The specific issue in question here with having a firearms or shotgun certificate is the likelihood or otherwise of you sometime in the future using a firearm to cause danger to either yourself or anyone else. Pretty much, that likelihood has to be nil. They will take information and advice from any relevant source, including your doctor and make a decision on that. Any history of relevant incidents, not taking prescribed medication and the severity of any condition you might have will all have a bearing. As will any time that has elapsed since any such incident, obviously the longer the better.

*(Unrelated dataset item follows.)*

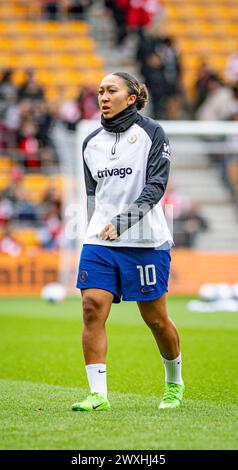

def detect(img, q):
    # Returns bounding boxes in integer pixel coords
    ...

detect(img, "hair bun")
[136,83,149,110]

It's not an exact science and people on here are rightfully reluctant to express an opinion. All you can do is apply and sit back and wait. In the event of a refusal, it'll be good to ask why and what has to be done to get certificates, to give you something to work on.

Thanks for your service and here's wishing you good luck.
 

CarlW

Well-Known Member
Sorry to negative but I found with my dealings with West Mercia to be to total the opposite.
I guess (unfortunately and wrongly) there's some luck and variability involved in any service. Our local post office are always lovely to me but my wife comes home from there ready to commit murder... :D
 

pheasant sniper 1

Well-Known Member
Youve nothing to loose applying and best of luck i sincerely hope it goes well for you.


If you look at it from an accountability point of view the Police will be allowing the purchase of a firearm and ammunition to somebody diagnosed with Complex PTSD.
If anything serious did happen the Chief of your area will be surrendering himself to undoubted criticism and possibly the end of his career

I guess black n white it comes down to how the person in question handles your application.